Zwölf Raumschiffe landen auf der Erde, an unterschiedlichen Punkten. Überall versuchen Gruppen aus Militärs und Wissenschaftlern, mit den Außerirdischen Kontakt aufzunehmen. Banks und der Physiker Ian Donnelly werden von US-Colonel Weber für ein amerikanisches Team engagiert, das in Montana Kontakt zu den unbekannten Wesen aufbauen soll. Das wegen seiner Form als „Muschel“ bezeichnete schwarze Raumschiff öffnet sich alle 18 Stunden, und das Team trifft in einer großen Kammer an einer Milchglaswand auf zwei der Aliens. Während Banks mit Schrifttafeln die Menschen vorstellt, schreiben die wegen ihres Aussehens als „Heptapoden“ (Siebenfüßler) bezeichneten Außerirdischen mit ihren Füßen Schriftzeichen auf die Wand, die mit Tusche gezeichneten Kreisen unterschiedlicher Ausprägung ähnlich sehen.

Den Wissenschaftlern gelingt es, diese logographischen Zeichen zu entschlüsseln, und in regelmäßigen Treffen eine Kommunikation mit den Abbott und Costello genannten Wesen aufzubauen. Eine friedliche Verständigung scheint möglich zu sein, jedoch betrachten die Regierungen anderer Staaten die außerirdischen Flugobjekte zunehmend als direkte Bedrohung und erwägen militärische Maßnahmen. Dazu neigt insbesondere der chinesische General Shang.

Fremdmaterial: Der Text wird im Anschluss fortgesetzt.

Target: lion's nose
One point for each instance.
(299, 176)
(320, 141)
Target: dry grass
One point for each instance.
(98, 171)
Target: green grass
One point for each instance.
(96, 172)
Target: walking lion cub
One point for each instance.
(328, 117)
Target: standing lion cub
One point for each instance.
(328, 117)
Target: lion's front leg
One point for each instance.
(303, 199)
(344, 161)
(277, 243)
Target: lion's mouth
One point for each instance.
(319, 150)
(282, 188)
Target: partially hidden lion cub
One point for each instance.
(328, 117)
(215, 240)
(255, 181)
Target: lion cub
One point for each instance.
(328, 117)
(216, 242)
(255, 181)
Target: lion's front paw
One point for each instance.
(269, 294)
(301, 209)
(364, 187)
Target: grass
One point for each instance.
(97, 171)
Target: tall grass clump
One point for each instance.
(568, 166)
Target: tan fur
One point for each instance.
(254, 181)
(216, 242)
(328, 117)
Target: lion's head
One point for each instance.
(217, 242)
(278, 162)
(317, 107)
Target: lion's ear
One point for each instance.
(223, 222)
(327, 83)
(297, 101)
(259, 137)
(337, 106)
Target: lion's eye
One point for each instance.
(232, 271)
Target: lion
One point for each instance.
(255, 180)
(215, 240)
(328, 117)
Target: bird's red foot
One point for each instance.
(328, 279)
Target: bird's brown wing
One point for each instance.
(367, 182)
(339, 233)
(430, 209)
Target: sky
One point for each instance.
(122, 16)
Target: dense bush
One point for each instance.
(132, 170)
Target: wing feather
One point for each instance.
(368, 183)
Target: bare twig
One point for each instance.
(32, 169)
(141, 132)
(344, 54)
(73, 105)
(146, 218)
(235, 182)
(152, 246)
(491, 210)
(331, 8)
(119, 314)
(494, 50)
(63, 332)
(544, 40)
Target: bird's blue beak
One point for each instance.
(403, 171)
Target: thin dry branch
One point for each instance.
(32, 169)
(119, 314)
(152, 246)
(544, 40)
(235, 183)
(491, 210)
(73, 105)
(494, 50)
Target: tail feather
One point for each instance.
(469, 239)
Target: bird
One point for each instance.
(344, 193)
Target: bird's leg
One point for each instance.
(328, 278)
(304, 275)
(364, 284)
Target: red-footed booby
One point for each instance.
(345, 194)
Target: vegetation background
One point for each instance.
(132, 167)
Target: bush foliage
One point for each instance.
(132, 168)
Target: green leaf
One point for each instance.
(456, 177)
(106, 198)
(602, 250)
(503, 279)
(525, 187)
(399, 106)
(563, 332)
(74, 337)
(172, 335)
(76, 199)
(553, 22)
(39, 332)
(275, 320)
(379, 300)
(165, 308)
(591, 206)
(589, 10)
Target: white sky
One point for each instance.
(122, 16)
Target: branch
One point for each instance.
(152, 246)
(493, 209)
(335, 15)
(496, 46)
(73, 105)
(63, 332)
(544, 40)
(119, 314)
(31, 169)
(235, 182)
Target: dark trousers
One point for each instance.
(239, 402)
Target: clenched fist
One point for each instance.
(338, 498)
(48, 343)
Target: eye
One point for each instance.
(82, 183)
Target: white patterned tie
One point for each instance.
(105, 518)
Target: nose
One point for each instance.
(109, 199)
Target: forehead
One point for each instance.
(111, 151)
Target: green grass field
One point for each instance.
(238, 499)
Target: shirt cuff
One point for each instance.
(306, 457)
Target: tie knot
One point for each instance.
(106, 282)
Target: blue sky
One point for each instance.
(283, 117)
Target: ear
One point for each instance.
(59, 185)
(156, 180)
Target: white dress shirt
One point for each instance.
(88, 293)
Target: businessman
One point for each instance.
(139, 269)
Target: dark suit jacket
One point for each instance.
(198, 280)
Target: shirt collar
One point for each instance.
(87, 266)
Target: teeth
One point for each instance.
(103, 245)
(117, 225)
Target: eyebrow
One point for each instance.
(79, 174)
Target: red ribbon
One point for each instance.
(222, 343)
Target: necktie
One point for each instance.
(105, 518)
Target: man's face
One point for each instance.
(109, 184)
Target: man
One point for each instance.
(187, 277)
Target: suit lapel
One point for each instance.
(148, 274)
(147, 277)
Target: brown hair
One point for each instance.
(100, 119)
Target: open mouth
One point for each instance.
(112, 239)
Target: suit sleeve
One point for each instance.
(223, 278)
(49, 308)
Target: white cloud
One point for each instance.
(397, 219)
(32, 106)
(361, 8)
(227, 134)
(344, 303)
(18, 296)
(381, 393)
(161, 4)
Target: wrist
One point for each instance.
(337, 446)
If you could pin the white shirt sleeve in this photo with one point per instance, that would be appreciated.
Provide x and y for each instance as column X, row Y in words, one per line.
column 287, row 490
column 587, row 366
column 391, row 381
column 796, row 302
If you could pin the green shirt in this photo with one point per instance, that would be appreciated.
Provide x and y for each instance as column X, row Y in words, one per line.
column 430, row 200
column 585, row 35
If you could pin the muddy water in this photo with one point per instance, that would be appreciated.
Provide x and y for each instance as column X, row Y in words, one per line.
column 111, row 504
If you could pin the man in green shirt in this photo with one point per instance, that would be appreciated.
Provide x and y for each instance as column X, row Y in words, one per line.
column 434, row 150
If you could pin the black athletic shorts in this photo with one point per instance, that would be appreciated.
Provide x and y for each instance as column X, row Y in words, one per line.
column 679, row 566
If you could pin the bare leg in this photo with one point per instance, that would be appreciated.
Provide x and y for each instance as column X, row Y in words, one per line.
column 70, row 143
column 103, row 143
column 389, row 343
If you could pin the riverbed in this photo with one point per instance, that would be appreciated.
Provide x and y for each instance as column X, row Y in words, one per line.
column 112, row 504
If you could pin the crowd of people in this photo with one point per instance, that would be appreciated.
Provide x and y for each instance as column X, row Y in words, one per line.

Nachdem Banks Botschaften der Aliens als „Waffe anbieten“ und „Waffe nutzen“ übersetzt, spitzt sich die Lage schnell zu. Ein globaler Krieg wird immer wahrscheinlicher und die Kommunikation zwischen den internationalen Wissenschaftlerteams wird abgebrochen …

Was zu sagen wäre

Es ist im Kino des 21. Jahrhunderts keine neue Situation mehr. Aber ein Regisseur, der sein Handwerk liebt, kann daraus auch in der ausgehenden zweiten Dekade dieses Jahrhunderts noch einen Magic Moment bauen: Etwas geschieht, und die Smartphones – Synonym für die Kommunikation moderner Menschen – aller im Raum mit ihren Short Messages und Klingeltönen machen uns darauf aufmerksam. Denis Villeneuve (Sicario – 2015; „Prisoners“ – 2013) baut das in einer ganz wunderbar einfachen Sequenz zu einem Aggregator seines Films. Dr. Banks, die Linguistin, wird dann von ihren verstörten Studenten gebeten, „die Nachrichten einzuschalten“ (und in diesem Fall müssen wir im Kinosessel mal nicht verzweifeln, weil sie gleich den richtigen Kanal einschaltet – weil das, was geschieht, einfach auf allen Kanälen läuft). Aber auch dann sehen wir nicht. Wir hören nur, und sehen dabei in die Gesichter von Menschen.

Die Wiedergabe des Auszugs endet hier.